Abstract 139: Using Cyclic Strain to Improve Cardiac Progenitor Cell Cooperation

Abstract

Introduction: Cell therapies have grown in popularity for myocardial regeneration post-infarction, but still suffer from poor retention, maturation and integration of delivered cells. Mechanical strain has been shown to alter cell size, shape, adherence and gene expression in cardiac cells. As a more recently identified cell type, the effect of mechanical strain on cardiac progenitor cells (CPCs) is unknown. This work aims to elucidate the role mechanical strain plays in CPC phenotype and if this response is matrix protein specific. We hypothesize that mechanical strain will improve CPC alignment and potential for connectivity. Methods: To examine the role of mechanical strain on CPCs, CPCs were seeded on FlexCell plates in the presence of a naturally-derived cardiac extracellularmatrix (cECM), collagen I (COL) or no protein (TCP) and strained 0% (static) or 10% at 1 Hz for 24 hours in a BioFlex system. CPC elongation, alignment, and size were evaluated by rhodamine-phalloidin staining. Connexin-43 expression was measured by Western and normalized to GAPDH. Data were analyzed by two-way ANOVA and Bonferroni post-test.
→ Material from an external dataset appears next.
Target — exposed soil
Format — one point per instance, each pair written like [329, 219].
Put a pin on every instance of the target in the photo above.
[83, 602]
Results: CPC area, independent of culture conditions, was 1020 ± 40 um2, corresponding to neonatal cardiomyocyte area. The aspect ratio (major/minor axis) of CPCs showed a trend for increased elongation with strain at (e.x. 2.0±0.2 for unstrained cECM compared to 2.7±0.1 for strained cECM; n=4, p>0.05). Static culture conditions, independent of matrix coating, showed 20±3% alignment of CPCs. Under strain, alignment increased to 30±2% on COL (n=4; p>0.05 for strained COL verus static COL) and 48±8% on cECM (n=4; p< 0.01 for strained cECM versus strained COL and p<0.001 for strained cECM verus static cECM). A fold change >2 for connexin-43 protein in strained versus static conditions, independent of matrix, was observed (n=2, p>0.05) and confirmed by immunocytochemistry. Conclusion: This work suggests that mechanical strain alters CPC phenotype. Increased strain-induced alignment appears to be matrix dependent. In conclusion, these studies provide insight into the role of both mechanical forces and biochemical responses in the function of CPCs; which could lead to improved outcomes following cellular transplantation.